# HG changeset patch
# User Paul Boddie <paul@boddie.org.uk>
# Date 1252195260 -7200
# Node ID 37a06a948a52c71940b0b9bb2ce7b707582eca8d
# Parent  ffec42ec943a2286a935bc9a5fe95563cf978b4c
Added term retrieval by prefix.
Added a conversion of field values to Unicode in the add_field method.

diff -r ffec42ec943a -r 37a06a948a52 iixr.py
--- a/iixr.py	Sat Sep 05 18:10:50 2009 +0200
+++ b/iixr.py	Sun Sep 06 02:01:00 2009 +0200
@@ -735,7 +735,7 @@
 
         """
         Read a term, its position file offset, its frequency and its document
-        frequence from the term information file.
+        frequency from the term information file.
         """
 
         # Read the prefix length and term suffix.
@@ -879,27 +879,47 @@
 
         self.max_offset = self.terms[-1][1] + 1
 
-    def _find_term(self, term):
+    def _find_closest_entry(self, term):
 
         """
-        Find the position file offset and frequency of 'term' from the term
-        dictionary.
+        Find the offsets and frequencies of 'term' from the term dictionary or
+        the closest term starting with the value of 'term'.
+
+        Return the closest index entry consisting of a term, the position file
+        offset, the term frequency, the document frequency, and the term details
+        file offset.
         """
 
         i = bisect_right(self.terms, (term, self.max_offset, 0, 0)) - 1
 
         # Get the entry position providing the term or one preceding it.
+        # If no entry precedes the requested term, return the very first entry
+        # as the closest.
 
         if i == -1:
-            return None
-
-        found_term, offset, frequency, doc_frequency, info_offset = self.terms[i]
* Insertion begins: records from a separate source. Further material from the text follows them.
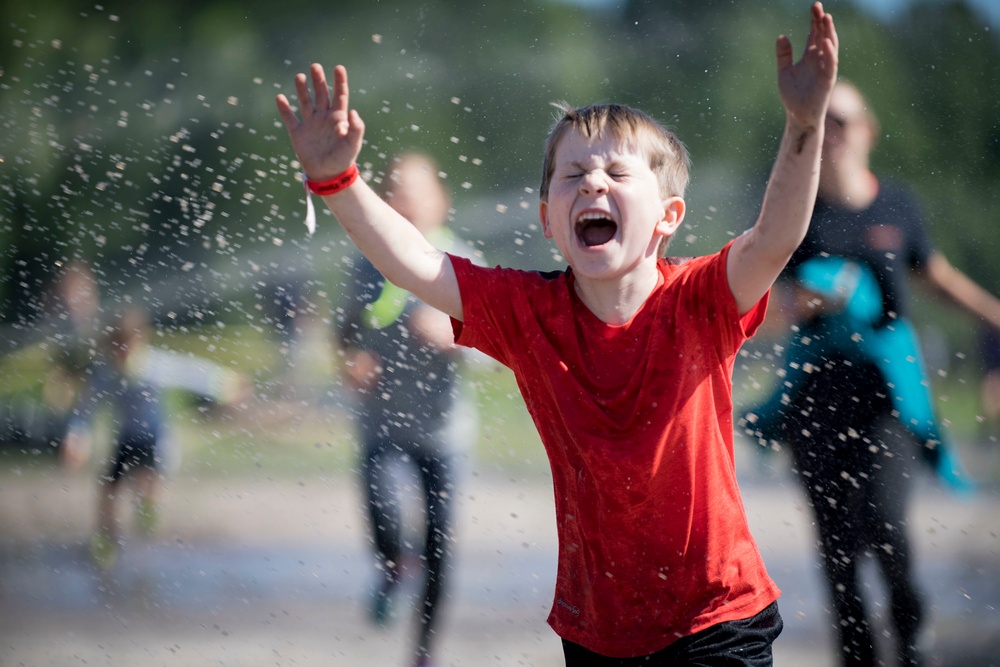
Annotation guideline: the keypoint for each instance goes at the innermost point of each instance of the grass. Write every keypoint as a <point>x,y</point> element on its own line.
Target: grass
<point>317,437</point>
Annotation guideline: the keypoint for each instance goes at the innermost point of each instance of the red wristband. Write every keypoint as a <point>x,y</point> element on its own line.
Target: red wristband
<point>332,186</point>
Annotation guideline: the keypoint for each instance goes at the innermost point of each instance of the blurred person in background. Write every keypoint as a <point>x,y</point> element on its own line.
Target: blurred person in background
<point>854,402</point>
<point>66,335</point>
<point>128,377</point>
<point>413,421</point>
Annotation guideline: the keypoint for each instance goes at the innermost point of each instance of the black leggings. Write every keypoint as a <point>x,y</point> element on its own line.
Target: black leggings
<point>855,462</point>
<point>437,478</point>
<point>744,643</point>
<point>858,489</point>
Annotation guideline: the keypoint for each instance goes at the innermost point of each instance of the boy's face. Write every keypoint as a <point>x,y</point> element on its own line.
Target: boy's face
<point>604,210</point>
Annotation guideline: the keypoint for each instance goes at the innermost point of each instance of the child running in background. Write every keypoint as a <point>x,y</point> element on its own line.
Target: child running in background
<point>624,360</point>
<point>401,358</point>
<point>130,379</point>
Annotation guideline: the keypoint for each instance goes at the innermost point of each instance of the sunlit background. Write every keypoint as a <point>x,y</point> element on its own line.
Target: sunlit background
<point>141,139</point>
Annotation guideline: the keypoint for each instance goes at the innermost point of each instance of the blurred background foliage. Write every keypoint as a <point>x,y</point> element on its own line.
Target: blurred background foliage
<point>142,137</point>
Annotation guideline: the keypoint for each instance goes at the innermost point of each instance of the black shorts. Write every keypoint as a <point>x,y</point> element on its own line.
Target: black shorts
<point>743,643</point>
<point>134,452</point>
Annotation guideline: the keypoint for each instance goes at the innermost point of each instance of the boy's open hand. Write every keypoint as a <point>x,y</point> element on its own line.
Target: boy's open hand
<point>805,85</point>
<point>328,138</point>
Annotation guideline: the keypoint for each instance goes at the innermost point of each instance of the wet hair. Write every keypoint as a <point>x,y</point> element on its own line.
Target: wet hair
<point>668,158</point>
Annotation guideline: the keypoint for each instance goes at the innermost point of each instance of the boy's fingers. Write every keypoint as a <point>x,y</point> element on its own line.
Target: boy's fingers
<point>783,51</point>
<point>320,90</point>
<point>341,92</point>
<point>302,90</point>
<point>285,111</point>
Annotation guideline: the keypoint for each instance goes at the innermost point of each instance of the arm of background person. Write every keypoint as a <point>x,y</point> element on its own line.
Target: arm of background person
<point>941,276</point>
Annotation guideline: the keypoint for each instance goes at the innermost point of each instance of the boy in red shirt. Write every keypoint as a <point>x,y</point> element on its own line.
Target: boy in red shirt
<point>624,360</point>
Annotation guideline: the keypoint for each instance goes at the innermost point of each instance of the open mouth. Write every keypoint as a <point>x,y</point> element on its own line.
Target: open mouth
<point>595,229</point>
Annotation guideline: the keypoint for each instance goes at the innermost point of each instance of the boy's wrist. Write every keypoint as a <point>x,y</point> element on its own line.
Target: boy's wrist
<point>334,184</point>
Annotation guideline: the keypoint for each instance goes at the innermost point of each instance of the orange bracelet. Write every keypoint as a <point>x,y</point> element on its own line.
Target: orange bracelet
<point>332,186</point>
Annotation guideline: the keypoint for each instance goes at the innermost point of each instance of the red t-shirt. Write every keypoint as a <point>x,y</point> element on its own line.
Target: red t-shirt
<point>637,424</point>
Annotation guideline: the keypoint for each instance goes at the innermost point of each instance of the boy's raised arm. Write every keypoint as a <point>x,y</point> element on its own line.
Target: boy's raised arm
<point>760,254</point>
<point>327,139</point>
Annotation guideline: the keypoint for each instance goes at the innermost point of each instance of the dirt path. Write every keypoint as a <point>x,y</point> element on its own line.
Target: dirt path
<point>265,571</point>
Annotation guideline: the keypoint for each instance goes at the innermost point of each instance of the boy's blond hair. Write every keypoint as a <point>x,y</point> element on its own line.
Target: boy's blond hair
<point>668,158</point>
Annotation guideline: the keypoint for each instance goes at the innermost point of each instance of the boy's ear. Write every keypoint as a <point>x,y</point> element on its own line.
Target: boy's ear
<point>673,215</point>
<point>543,216</point>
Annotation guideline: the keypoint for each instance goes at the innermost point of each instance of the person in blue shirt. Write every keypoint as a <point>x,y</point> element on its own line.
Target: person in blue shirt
<point>853,401</point>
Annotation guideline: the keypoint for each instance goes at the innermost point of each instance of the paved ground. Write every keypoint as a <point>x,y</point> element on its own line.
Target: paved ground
<point>273,572</point>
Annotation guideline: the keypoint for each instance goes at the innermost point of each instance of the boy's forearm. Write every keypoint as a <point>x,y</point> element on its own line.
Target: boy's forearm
<point>392,244</point>
<point>791,192</point>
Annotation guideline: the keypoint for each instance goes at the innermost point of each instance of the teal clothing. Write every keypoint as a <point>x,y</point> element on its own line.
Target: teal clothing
<point>853,334</point>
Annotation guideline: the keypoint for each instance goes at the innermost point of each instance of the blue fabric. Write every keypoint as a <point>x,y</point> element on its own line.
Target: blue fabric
<point>853,333</point>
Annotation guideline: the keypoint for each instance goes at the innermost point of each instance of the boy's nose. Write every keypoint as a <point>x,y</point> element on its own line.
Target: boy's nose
<point>594,182</point>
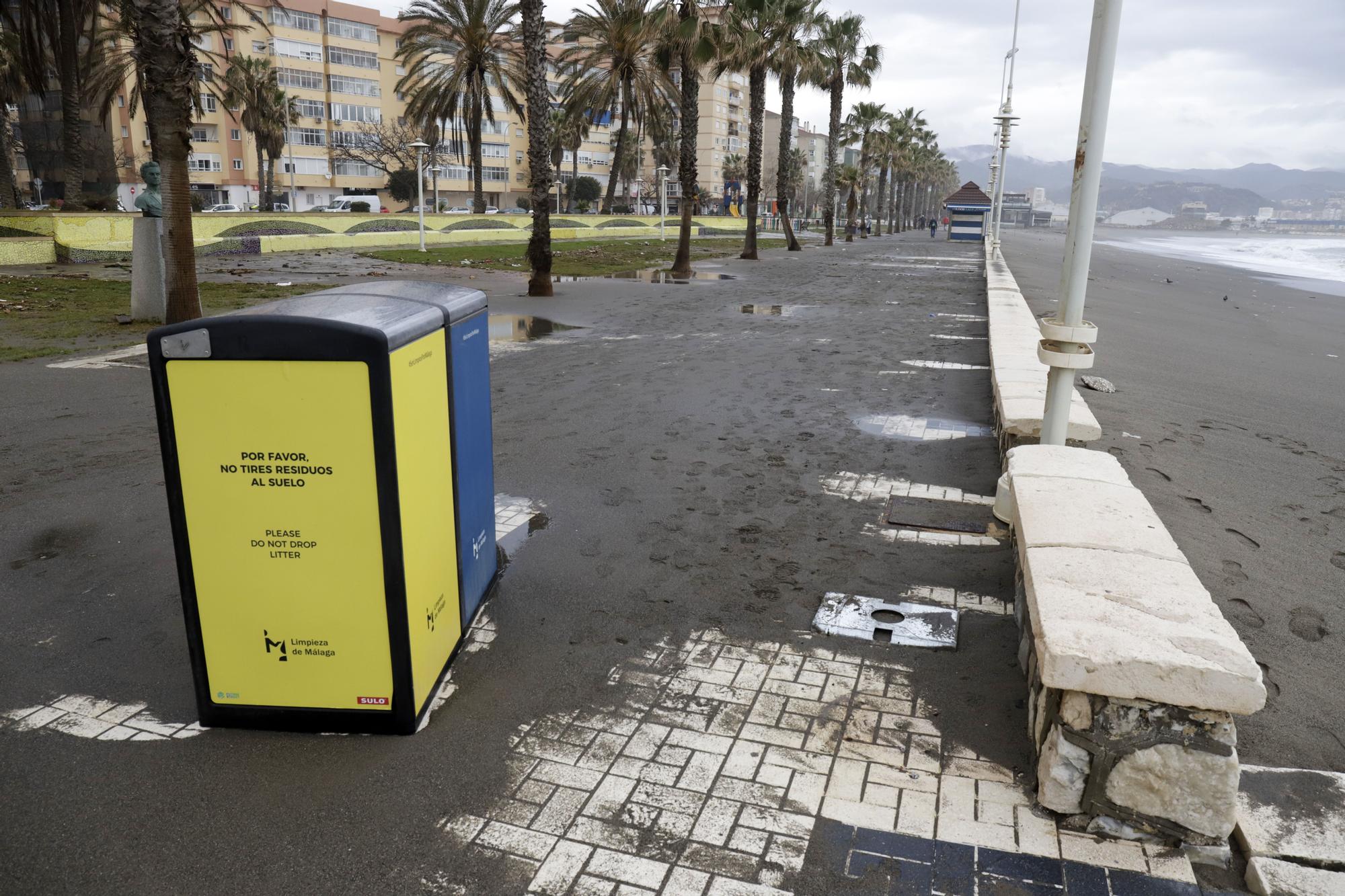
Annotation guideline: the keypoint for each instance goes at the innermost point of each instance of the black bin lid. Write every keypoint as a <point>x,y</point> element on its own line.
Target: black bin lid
<point>455,302</point>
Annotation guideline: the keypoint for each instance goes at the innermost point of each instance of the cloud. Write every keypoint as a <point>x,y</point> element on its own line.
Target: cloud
<point>1199,84</point>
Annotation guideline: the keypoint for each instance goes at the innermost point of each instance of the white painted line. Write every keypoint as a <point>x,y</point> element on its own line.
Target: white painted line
<point>96,719</point>
<point>116,358</point>
<point>945,365</point>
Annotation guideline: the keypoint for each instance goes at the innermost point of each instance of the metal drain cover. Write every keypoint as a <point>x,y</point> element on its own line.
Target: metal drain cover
<point>938,516</point>
<point>876,619</point>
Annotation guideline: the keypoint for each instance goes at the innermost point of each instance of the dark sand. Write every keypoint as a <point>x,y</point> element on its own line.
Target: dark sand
<point>1241,416</point>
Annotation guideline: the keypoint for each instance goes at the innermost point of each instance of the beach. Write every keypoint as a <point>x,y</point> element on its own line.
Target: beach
<point>1229,415</point>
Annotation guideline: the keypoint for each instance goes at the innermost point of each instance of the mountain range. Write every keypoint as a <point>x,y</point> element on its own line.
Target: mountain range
<point>1266,181</point>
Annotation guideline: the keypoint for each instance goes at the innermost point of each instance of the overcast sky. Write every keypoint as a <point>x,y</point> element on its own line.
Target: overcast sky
<point>1199,83</point>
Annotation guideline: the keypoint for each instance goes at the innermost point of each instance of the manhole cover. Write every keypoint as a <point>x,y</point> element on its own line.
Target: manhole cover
<point>937,516</point>
<point>896,623</point>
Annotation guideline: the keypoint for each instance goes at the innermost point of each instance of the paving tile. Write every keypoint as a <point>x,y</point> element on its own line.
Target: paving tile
<point>895,845</point>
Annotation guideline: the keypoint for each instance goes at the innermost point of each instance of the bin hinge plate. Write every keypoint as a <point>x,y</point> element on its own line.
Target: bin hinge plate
<point>192,343</point>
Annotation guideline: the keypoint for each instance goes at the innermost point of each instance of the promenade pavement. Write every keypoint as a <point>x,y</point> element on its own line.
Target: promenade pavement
<point>685,471</point>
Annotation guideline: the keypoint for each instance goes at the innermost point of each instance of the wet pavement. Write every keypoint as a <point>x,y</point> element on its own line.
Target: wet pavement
<point>696,482</point>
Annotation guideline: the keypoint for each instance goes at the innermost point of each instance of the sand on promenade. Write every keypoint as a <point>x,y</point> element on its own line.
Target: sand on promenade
<point>1231,417</point>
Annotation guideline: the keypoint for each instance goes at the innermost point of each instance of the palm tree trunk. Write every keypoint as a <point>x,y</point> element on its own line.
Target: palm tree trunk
<point>539,140</point>
<point>831,175</point>
<point>619,151</point>
<point>757,112</point>
<point>474,142</point>
<point>864,190</point>
<point>879,198</point>
<point>691,103</point>
<point>9,194</point>
<point>262,179</point>
<point>72,127</point>
<point>782,179</point>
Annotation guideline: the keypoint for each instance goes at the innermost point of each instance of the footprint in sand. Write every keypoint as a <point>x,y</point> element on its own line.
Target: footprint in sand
<point>1246,614</point>
<point>1308,623</point>
<point>1198,503</point>
<point>1272,688</point>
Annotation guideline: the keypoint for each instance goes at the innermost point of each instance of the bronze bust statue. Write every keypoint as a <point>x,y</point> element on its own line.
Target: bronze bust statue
<point>151,202</point>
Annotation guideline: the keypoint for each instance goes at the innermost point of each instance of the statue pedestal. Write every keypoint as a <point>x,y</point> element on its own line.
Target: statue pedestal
<point>149,298</point>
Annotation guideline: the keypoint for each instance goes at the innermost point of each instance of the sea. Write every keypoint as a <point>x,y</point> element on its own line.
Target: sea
<point>1276,256</point>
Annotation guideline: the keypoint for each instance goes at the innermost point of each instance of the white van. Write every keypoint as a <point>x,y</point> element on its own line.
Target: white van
<point>344,204</point>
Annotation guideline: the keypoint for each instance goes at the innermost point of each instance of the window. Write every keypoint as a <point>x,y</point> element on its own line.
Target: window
<point>361,87</point>
<point>291,19</point>
<point>311,108</point>
<point>303,165</point>
<point>307,136</point>
<point>354,30</point>
<point>350,112</point>
<point>204,162</point>
<point>357,170</point>
<point>299,79</point>
<point>297,49</point>
<point>358,58</point>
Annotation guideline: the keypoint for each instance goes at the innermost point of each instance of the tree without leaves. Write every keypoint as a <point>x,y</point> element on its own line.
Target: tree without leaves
<point>843,61</point>
<point>615,67</point>
<point>454,53</point>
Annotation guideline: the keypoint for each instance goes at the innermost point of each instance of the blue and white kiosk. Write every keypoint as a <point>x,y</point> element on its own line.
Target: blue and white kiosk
<point>968,213</point>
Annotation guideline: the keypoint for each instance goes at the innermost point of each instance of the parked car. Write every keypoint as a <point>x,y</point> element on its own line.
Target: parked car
<point>344,204</point>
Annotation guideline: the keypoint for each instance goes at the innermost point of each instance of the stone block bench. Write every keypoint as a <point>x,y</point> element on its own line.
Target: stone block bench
<point>1016,373</point>
<point>1135,674</point>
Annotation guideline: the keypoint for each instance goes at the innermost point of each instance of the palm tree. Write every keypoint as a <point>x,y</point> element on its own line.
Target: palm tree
<point>843,61</point>
<point>615,68</point>
<point>793,53</point>
<point>849,178</point>
<point>454,53</point>
<point>251,85</point>
<point>864,122</point>
<point>539,143</point>
<point>687,42</point>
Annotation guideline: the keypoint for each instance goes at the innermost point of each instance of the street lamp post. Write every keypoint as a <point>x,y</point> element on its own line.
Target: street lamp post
<point>662,171</point>
<point>420,147</point>
<point>1067,343</point>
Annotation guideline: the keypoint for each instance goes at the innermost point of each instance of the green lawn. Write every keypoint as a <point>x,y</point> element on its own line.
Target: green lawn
<point>63,315</point>
<point>574,257</point>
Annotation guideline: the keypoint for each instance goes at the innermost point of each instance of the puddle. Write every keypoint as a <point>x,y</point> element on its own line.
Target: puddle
<point>777,311</point>
<point>524,329</point>
<point>919,428</point>
<point>658,276</point>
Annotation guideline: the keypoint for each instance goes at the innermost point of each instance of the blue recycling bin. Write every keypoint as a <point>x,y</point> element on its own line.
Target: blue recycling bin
<point>470,412</point>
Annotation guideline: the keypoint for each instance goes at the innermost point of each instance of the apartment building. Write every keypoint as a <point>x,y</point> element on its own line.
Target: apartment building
<point>338,63</point>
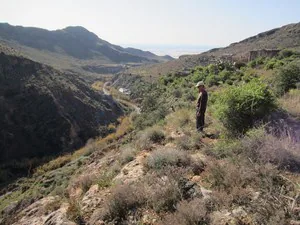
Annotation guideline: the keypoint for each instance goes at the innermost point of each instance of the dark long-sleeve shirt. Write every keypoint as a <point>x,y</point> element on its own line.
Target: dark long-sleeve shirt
<point>202,101</point>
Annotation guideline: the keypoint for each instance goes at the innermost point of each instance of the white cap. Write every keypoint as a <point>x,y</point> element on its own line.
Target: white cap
<point>200,83</point>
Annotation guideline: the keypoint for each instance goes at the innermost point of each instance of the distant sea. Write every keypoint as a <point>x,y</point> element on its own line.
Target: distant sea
<point>173,50</point>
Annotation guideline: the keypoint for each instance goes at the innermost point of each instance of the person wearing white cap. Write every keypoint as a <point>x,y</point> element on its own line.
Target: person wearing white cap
<point>201,106</point>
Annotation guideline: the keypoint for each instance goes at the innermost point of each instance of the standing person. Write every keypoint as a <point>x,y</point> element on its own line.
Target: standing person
<point>201,106</point>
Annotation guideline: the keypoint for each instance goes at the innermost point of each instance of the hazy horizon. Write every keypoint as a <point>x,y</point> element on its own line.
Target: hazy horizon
<point>168,23</point>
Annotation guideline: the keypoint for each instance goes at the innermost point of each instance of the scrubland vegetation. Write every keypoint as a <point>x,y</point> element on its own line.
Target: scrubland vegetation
<point>238,172</point>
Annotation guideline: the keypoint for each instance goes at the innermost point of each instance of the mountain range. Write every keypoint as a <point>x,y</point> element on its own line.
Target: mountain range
<point>73,48</point>
<point>286,37</point>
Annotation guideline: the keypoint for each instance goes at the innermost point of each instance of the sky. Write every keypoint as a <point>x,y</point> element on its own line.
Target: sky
<point>156,22</point>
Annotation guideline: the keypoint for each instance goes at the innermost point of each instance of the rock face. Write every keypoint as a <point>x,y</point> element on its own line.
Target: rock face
<point>262,53</point>
<point>42,213</point>
<point>44,111</point>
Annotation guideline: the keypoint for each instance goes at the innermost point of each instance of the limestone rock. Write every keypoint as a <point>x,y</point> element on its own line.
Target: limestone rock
<point>37,213</point>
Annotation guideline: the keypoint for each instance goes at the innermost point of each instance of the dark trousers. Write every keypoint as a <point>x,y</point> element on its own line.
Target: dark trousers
<point>200,121</point>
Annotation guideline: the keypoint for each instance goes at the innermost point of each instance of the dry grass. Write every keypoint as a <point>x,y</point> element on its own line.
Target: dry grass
<point>180,119</point>
<point>265,148</point>
<point>128,154</point>
<point>189,213</point>
<point>291,102</point>
<point>164,156</point>
<point>145,139</point>
<point>124,198</point>
<point>83,182</point>
<point>74,212</point>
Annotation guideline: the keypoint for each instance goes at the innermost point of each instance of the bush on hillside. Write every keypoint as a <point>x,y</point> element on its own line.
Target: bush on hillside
<point>239,108</point>
<point>291,102</point>
<point>287,78</point>
<point>286,53</point>
<point>147,138</point>
<point>163,157</point>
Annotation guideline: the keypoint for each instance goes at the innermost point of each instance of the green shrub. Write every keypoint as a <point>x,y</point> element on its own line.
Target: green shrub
<point>239,108</point>
<point>211,80</point>
<point>287,78</point>
<point>163,157</point>
<point>225,75</point>
<point>286,53</point>
<point>128,154</point>
<point>146,138</point>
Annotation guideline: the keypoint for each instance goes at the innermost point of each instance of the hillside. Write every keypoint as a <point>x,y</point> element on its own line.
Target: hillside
<point>44,111</point>
<point>73,48</point>
<point>156,169</point>
<point>280,38</point>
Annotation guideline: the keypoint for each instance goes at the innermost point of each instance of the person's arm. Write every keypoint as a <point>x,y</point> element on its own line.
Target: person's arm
<point>199,101</point>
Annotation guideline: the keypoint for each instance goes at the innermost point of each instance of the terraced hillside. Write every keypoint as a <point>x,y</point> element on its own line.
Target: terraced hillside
<point>44,111</point>
<point>279,38</point>
<point>73,48</point>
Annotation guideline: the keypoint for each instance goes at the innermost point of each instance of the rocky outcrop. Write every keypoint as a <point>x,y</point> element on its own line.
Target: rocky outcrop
<point>46,211</point>
<point>44,111</point>
<point>262,53</point>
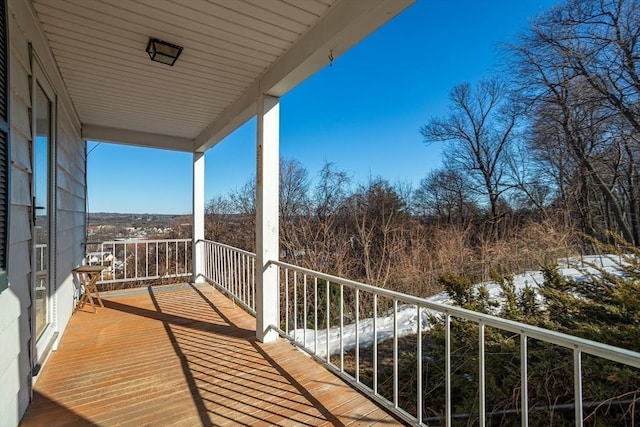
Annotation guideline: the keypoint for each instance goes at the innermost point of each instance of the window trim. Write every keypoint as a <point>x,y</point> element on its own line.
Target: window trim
<point>5,128</point>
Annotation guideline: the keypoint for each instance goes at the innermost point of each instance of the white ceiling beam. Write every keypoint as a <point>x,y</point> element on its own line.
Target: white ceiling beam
<point>346,23</point>
<point>140,139</point>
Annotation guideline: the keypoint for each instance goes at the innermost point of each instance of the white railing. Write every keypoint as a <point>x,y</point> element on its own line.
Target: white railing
<point>328,317</point>
<point>232,271</point>
<point>139,260</point>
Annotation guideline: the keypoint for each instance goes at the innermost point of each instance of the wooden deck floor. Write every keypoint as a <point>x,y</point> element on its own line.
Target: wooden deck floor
<point>185,356</point>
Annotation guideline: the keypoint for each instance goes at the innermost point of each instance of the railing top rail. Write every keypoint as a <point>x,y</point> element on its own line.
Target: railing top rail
<point>606,351</point>
<point>242,251</point>
<point>137,240</point>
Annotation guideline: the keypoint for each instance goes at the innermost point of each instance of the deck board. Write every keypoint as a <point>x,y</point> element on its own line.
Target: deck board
<point>185,357</point>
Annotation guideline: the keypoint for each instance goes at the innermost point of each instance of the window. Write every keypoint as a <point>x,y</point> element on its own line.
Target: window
<point>4,147</point>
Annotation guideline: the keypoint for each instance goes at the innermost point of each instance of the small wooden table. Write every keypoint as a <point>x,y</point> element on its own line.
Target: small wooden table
<point>89,275</point>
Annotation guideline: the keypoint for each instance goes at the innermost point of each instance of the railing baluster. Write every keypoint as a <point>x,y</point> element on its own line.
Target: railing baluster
<point>447,367</point>
<point>419,363</point>
<point>295,305</point>
<point>286,298</point>
<point>341,327</point>
<point>395,353</point>
<point>577,385</point>
<point>375,343</point>
<point>481,376</point>
<point>315,314</point>
<point>304,310</point>
<point>524,382</point>
<point>146,259</point>
<point>328,321</point>
<point>357,373</point>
+            return self.terms[0]
+        else:
+            return self.terms[i]
+
+    def _find_closest_term(self, term):
+
+        """
+        Find the offsets and frequencies of 'term' from the term dictionary or
+        the closest term starting with the value of 'term'.
+
+        Return the closest term (or the term itself), the position file offset,
+        the term frequency, the document frequency, and the term details file
+        offset (or None if the reader is already positioned).
+        """
+
+        found_term, offset, frequency, doc_frequency, info_offset = self._find_closest_entry(term)
 
         # Where the term is found immediately, return the offset and
-        # frequencies.
-
-        if term == found_term:
-            return offset, frequency, doc_frequency
+        # frequencies. If the term does not appear, return the details of the
+        # closest entry.
+
+        if term <= found_term:
+            return found_term, offset, frequency, doc_frequency, info_offset
 
         # Otherwise, seek past the index term's entry in the information file
         # and scan for the desired term.
@@ -912,19 +932,32 @@
             except EOFError:
                 pass
 
-            # If the term is found, return the offset and frequencies.
-
-            if term == found_term:
-                return offset, frequency, doc_frequency
-            else:
-                return None
+            return found_term, offset, frequency, doc_frequency, None
+
+    def _find_term(self, term):
+
+        """
+        Find the position file offset and frequency of 'term' from the term
+        dictionary.
+        """
+
+        found_term, offset, frequency, doc_frequency, info_offset = self._find_closest_term(term)
+
+        # If the term is found, return the offset and frequencies.
+
+        if term == found_term:
+            return offset, frequency, doc_frequency
+        else:
+            return None
+
+    def _get_positions(self, offset, doc_frequency):
+        return self.position_dict_reader.read_term_positions(offset, doc_frequency)
+
+    # Sequential access methods.
 
     def rewind(self):
         self.info_reader.rewind()
 
-    def _get_positions(self, offset, doc_frequency):
-        return self.position_dict_reader.read_term_positions(offset, doc_frequency)
-
     def read_term(self):
 
         """
@@ -936,6 +969,35 @@
         positions = self._get_positions(offset, doc_frequency)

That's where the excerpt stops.